旧石器時代から!? 意外と長い歯周病の歴史(1)

人類進化のイメージ画像

世界の成人の半数以上は歯周病に罹患していると言われています。また2001年のギネスブックに全世界で最も蔓延している病気として掲載されるほど広がっている歯周病。人類はいつからこの厄介な病気と付き合ってきたのでしょうか。

アウストラロピテクス‐アフリカヌスに見つかった歯周病の痕跡

私たちの祖先で歯周病の見つかった最も古い例は、「アウストラロピテクス・アフリカヌス(「アフリカ南部の猿」の意味)」であるとされています。この祖先は200万年〜300万年前に生息していたアウストラロピテクス属の一種で、南アフリカで化石が発見されました。歯周病というと現代病のように思いがちですが、少なくとも200万年以上もの古いお付き合いなのです。

ネアンデルタール人も歯周病に苦しんだ〜楊枝で歯のお手入れ〜

ネアンデルタール人(約25万〜3万年前に欧州と西アジアに住んでいた、ホモ・サピエンスとは別系統の旧人)にも、歯周病の痕跡が見つかっています。

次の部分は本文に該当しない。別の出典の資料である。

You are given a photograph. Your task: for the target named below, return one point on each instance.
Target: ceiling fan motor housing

スペイン、バレンシアのコバ・フォラダ(Cova Forada)で、5万〜15万年前のものと推定されるネアンデルタール人の頭蓋骨が発掘されました。この化石には歯が残っており、歯周病の痕跡があったというのですが、驚いたことに、楊枝で歯の手入れをしていたらしいのです。

人類の祖先が楊枝を使い始めた歴史も意外に古く、160万〜190万年前に存在した初期人類ホモ・ハビリスでも歯をつついていた痕跡は確認されているとのこと。ホモ・ハビリスよりも後に生きたこのネアンデルタール人が似たような方法で歯のお手入れをしていても不思議はないのかもしれません。

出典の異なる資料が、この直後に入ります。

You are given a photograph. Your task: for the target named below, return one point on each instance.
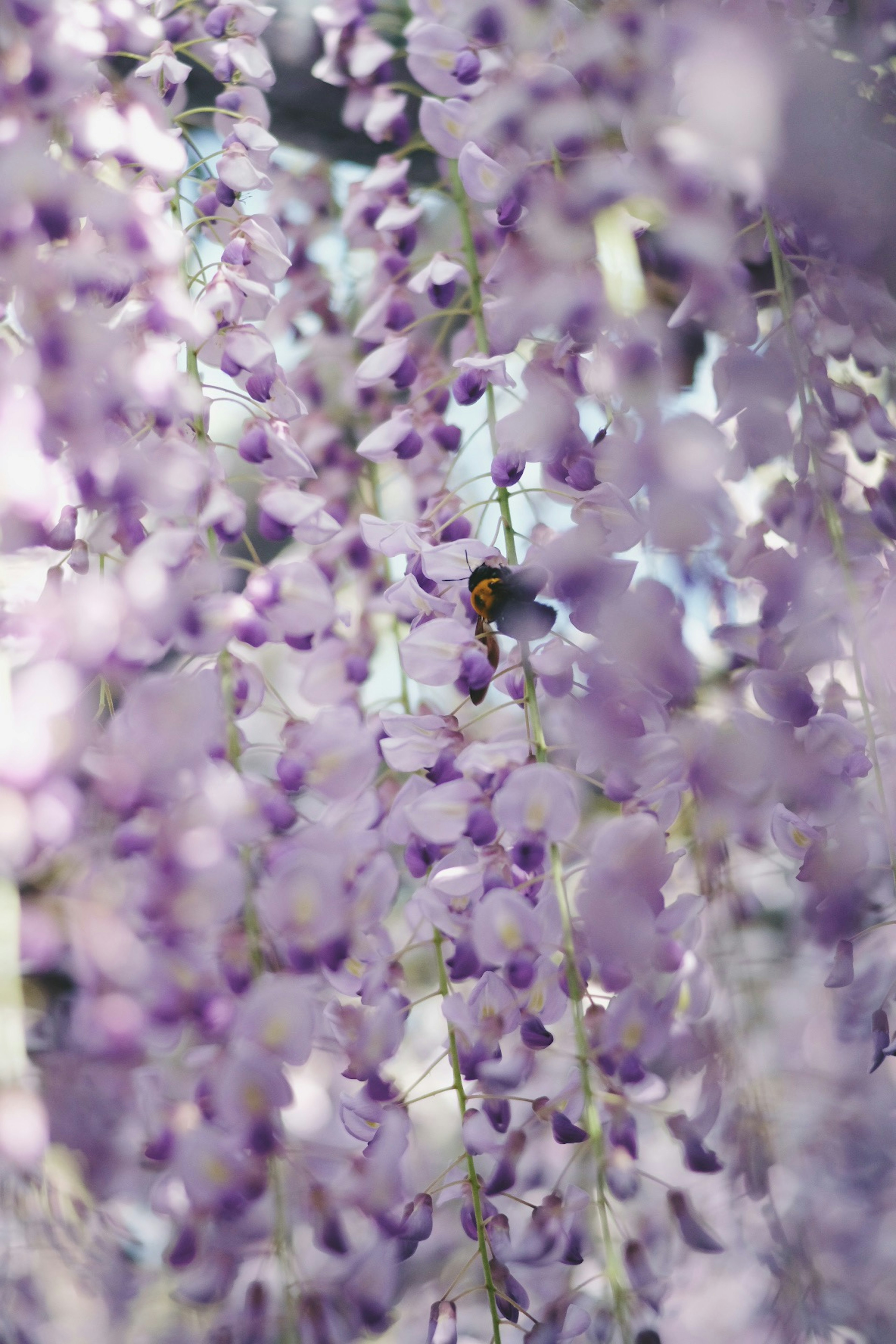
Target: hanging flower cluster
(448, 768)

このスペインに生きたネアンデルタール人の歯周病は、骨が溶けるほどの重症の歯肉炎だったそうで、不快感や痛みは相当ひどかったことでしょう。その歯に残された、楊枝の痕跡。楊枝を歯間ブラシのように使って、痛みを和らげていた可能性があると考えられています。

ネアンデルタール人が歯周病を治療!?

スペインのエル・シドロン洞窟で暮らしていたネアンデルタール人の歯石からは、歯周病の病原菌とともに、ポプラとアオカビの一種のDNAが検出されたそうです。ポプラは鎮痛剤アスピリンの原料になるサリチル酸を含み、アオカビは抗生物質ペニシリンを生成します。そうした薬効を熟知した上で、歯周病等の治療のためにそれらを摂取していた可能性と考えられており、これは楊枝を使っていた以上の驚きではないでしょうか。